Carmen Abreu is hoping to save a little face this coming fall in Monongalia County’s school district.
Abreu, who first spoke to Board of Education members last month asking them to reconsider the district’s mask mandate for students in younger grades, presented a petition with 316 signatures requesting the same during Tuesday night’s session.
Masks in younger children only add to the angst of the pandemic, she said.
She is a licensed social worker and mental health therapist who counsels children.
Abreu also has five kids of her own – and four of them wear face masks for hours at a time during the course of their days in the local district.
Children, and many adults, she said, generally wear cloth coverings opposed to technical masks.
Either way, none of the above are properly fitted to the faces of younger wearers, she told board members.
“One thing masks do and cloth coverings do is contain bacteria and germs,” she said.
Abreu covered the same ground as her first presentation to the board, discussing the clinical negatives of mask-wearing in children – headaches, occasional nosebleeds and dizziness – with the emotional downsides of angst and isolation.

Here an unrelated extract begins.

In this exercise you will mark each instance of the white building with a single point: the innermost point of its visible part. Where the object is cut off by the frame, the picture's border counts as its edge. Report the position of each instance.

With Friday being the last day of school for the 2020-21 academic year in the district, Superintendent Eddie Campbell Jr. said that the best way to not wear a mask is to roll up one’s sleeve for the COVID vaccination.
A total of 1,500 middle-schoolers in Mon did that last week, receiving their first Pfizer dose.
Now, the district is working with state entities to schedule those second doses.
The lobbying effort to get more shots in the arms of students who are aged 12-15 will continue through the summer and into the start of the school year, the superintendent said.
“I want us to look completely different this fall,” he said.